Zum Beispiel auf Sozialpädagogin Nermina Idriz vom liberalen Münchner Forum Islam. Die Schüler interessierten sich gleich für ihren Namen – und für ihr Kopftuch – Nermina Idriz erklärte es ihnen:
"Das Kopftuch gehört zu meinem Äußeren, gehört zu meinem Dasein und das war für die Kinder dann auch sofort in Ordnung."
Nach der Vorstellung ging der Workshop spielerisch zur Frage von Diversität über – was sind meine persönlichen Stärken. Mit Knete modellierten die Viertklässler sich in ihrer eigenen individuellen Stärke. Am Folgetag dann thematisierte der Workshop Konflikte, die aus Unterschieden entstehen können. Die Forscher bedienten sich einer Spielübung aus dem Betzavta-Konflikttraining – einem simplen Würfelspiel, bei dem man durch Würfeln ans Ziel kommen muss.
"Aber die einen fangen bei Null an und die anderen zum Beispiel bei der Vier. Und dann geht es darum, dass verschiedene Teams natürlich würfeln. Es ist ein Glücksspiel. Und natürlich der, der ziemlich vorne war, der hat beste Ausgangsbedingungen, der gewinnt dann wahrscheinlich auch sehr schnell die große Schokolade", sagt Idriz: "Und da geht es wirklich auch darum, dass man es spürt, was es bedeutet, wenn man benachteiligt ist."
"So ein Projekt kostet auch etwas"
Und auch, dass es am Ende gar nicht so einfach ist, sich auf gemeinsame Spielregeln zu einigen, um Fairness zu garantieren. Tag 3 und 4 des Workshops beschäftigten sich dann mit Menschenrechten und einem gemeinsamen Vertrag über Toleranz – in Form des Rapsongs.
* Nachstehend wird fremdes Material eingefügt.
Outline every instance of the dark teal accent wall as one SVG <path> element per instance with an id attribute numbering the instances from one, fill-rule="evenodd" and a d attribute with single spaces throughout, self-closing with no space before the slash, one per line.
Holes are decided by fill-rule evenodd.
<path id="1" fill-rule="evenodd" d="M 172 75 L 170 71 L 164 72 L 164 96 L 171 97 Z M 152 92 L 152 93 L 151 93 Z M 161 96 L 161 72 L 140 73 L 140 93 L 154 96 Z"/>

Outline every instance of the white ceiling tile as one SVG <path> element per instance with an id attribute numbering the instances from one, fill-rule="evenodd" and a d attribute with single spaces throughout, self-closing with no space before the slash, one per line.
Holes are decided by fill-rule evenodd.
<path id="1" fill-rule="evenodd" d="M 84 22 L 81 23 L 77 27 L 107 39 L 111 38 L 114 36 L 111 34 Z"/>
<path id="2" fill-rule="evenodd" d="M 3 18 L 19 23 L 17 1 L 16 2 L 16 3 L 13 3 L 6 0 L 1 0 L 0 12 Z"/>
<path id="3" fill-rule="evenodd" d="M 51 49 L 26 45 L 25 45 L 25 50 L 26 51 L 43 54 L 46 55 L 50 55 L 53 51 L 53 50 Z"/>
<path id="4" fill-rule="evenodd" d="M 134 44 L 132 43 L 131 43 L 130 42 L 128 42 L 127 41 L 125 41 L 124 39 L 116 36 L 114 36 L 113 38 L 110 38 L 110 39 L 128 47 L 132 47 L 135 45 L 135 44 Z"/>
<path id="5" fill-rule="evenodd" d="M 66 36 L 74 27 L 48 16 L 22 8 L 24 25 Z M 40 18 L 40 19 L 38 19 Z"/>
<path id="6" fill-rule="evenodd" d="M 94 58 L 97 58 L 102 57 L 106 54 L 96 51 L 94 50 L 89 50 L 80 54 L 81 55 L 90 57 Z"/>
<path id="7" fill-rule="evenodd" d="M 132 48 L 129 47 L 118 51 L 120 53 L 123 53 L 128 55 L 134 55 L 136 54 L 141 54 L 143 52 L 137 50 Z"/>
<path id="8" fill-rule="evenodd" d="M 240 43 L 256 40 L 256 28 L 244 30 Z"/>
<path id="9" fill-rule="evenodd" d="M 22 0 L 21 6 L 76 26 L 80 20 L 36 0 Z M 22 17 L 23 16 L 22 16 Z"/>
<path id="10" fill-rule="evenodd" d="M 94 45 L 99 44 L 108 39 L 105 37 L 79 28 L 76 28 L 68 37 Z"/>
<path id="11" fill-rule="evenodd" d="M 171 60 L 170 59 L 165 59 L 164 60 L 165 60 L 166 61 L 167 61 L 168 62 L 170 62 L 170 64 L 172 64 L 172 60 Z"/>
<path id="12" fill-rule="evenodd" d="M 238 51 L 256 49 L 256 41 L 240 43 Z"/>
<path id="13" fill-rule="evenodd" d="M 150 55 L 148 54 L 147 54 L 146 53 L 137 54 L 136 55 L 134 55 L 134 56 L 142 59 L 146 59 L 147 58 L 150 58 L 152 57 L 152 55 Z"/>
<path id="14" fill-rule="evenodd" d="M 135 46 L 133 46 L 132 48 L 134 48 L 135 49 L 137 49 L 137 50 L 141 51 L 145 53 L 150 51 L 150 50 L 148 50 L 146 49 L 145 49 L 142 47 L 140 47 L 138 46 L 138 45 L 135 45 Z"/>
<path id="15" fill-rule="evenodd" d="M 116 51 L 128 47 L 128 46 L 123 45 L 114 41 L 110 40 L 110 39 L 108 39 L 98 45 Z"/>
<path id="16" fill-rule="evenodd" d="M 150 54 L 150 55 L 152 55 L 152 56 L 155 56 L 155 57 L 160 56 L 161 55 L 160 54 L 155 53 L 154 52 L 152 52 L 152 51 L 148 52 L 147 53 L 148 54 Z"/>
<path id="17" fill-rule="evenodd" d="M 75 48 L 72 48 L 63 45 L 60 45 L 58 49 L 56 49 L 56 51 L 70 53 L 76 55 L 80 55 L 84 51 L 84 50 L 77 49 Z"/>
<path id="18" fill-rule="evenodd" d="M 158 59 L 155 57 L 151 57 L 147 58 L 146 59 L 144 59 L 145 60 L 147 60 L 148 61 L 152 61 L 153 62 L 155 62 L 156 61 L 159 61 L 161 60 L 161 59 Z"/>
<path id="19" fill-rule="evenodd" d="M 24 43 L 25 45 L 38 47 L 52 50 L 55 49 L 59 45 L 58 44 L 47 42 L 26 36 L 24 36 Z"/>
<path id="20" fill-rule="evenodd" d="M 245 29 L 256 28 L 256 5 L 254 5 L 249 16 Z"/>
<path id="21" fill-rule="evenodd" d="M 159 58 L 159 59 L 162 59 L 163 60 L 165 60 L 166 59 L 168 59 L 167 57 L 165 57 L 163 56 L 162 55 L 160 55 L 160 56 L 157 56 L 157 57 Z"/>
Das Fazit von Forscherin Eva Feldmann:
"Der überwiegende Großteil der Kinder – über 90 Prozent – weiß später mehr über Toleranz. Das ist sehr wichtig. Und auf der anderen Seite: Die Kinder haben etwas Neues über ihre anderen KlassenkameradInnen erfahren und das ist nicht selbstverständlich. Man ist ja schon länger zusammen in der vierten Klasse. Das heißt, dass Projekt konnte die Augen öffnen für die Vielfältigkeit in der Klasse für die Stärkung für die anderen und hatte einen wertschätzenden Ansatz und das hat sich durchaus in den Ergebnissen gezeigt."
Nun müssten Bildungspolitiker in den Ländern das Projekt aufgreifen – und in ihren Schulen verankern, was nicht ganz leicht sein dürfte.
"So ein Projekt – sagen wir mal – kostet auch etwas, das gibt es nicht umsonst", so Feldmann.
Und doch hat sich die Investition in der Münchner Ernst-Reuter-Schule hörbar gelohnt. Das Fremdwort ist hier nun vertraut.
"T-O-L-E-R-A-N-Z" so der Schülerrap.